7) Can we use too much technology to find out the kinds of dunes these plants with known traditional uses like to live on?

Conceptual diagram of our methodology

Rivera, B., et al, Mapping and predicting the distribution of ethnobotanically important dune plants: dune restoration and the reawakening of cultural practices with the Amah Mutsun Land Trust. In Prep

This project really embodies the type of research I want to continue to do in my career. It encompasses all the lenses I focus on in my research. I am so grateful for the AMLT for working with me to combine classic vegetation surveys, remote sensing, ethnobotany, geospatial data, drone flights, advanced statistical techniques, and so much more into one project!


8) Can this seemingly small pedagogical practice help inclusivity and sythesis in STEM?

Rivera, B., Belone, J., Vega, K., Mosqueda, S., et al, The Dune Crew: Raising Student Confidences through Small Group Mentorship. In Prep

I promise I didn’t tell Kassandra to put my face on there and the trademark is NOT real

There is much more detail in the Dune Crew™️ Tab, but I really believe in the practice of small scale mentorship groups. Working on a pedagogy forward manuscript is a new challenge that I am enjoying!


9) Can we share the story of this tribal band’s history and current relationship to dune ecosystems?

The Amah Mutsun & Dunes. ArcGIS StoryMap. In Prep

The number of acres of dune ecosystem lost to different land use types since colonialism.

How to share without oversharing? An old question that scientists have frequently never asked. Hopefully this can become a useful tool for the AMLT!


Future Directions


10) How can I clap back at a guy who was kind of rude to me at a conference one time years ago?
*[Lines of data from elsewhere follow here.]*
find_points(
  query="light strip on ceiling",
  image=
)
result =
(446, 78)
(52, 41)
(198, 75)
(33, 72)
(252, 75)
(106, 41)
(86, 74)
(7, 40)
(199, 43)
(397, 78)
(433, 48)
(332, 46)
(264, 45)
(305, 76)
Rivera, B., et al., How self-pollination can shorten the lag-period for invasive species. Future Direction

A simulation result of a specific rate of selfing. Guess what, the midpoint goes down if you increase the selfing rate!

Years ago, a man interrupted my presentation of my self-pollination research (#3) to tell me that my research did not matter at all. I disagree and have since created a simulation to prove my point. Tweaks to the simulation are needed, but this project is shockingly close to being publication ready considering it has nothing to do with my Ph.D. thesis. Now, if only I knew who that man was! I would email him a link!

11) Can we monitor invasions and restorations at fine scales across large scales?

Rivera, B., et al., Remotely sensing invasion across the latitudinal gradient of California dune ecosystems using temporally dense multispectral data. Future Direction

A really gross cluster analysis and loadings of different multispectral signatures at a dune site

After getting access to Planet data, learning more about multispectral data, and reading an Italian dune paper, I’ve realized that there may be a way to track invasive species at a 3x3 meter resolution across large geographic spans. I worry about who gets access to these data (I would want to make this publicly available and not stuck in a bureaucrat’s office) and over extending its usefulness (I don’t think it would applicable to all the world’s dunes!), but it could be a very useful tool! I also wonder if there is a way to do some community assembly theory work with these data??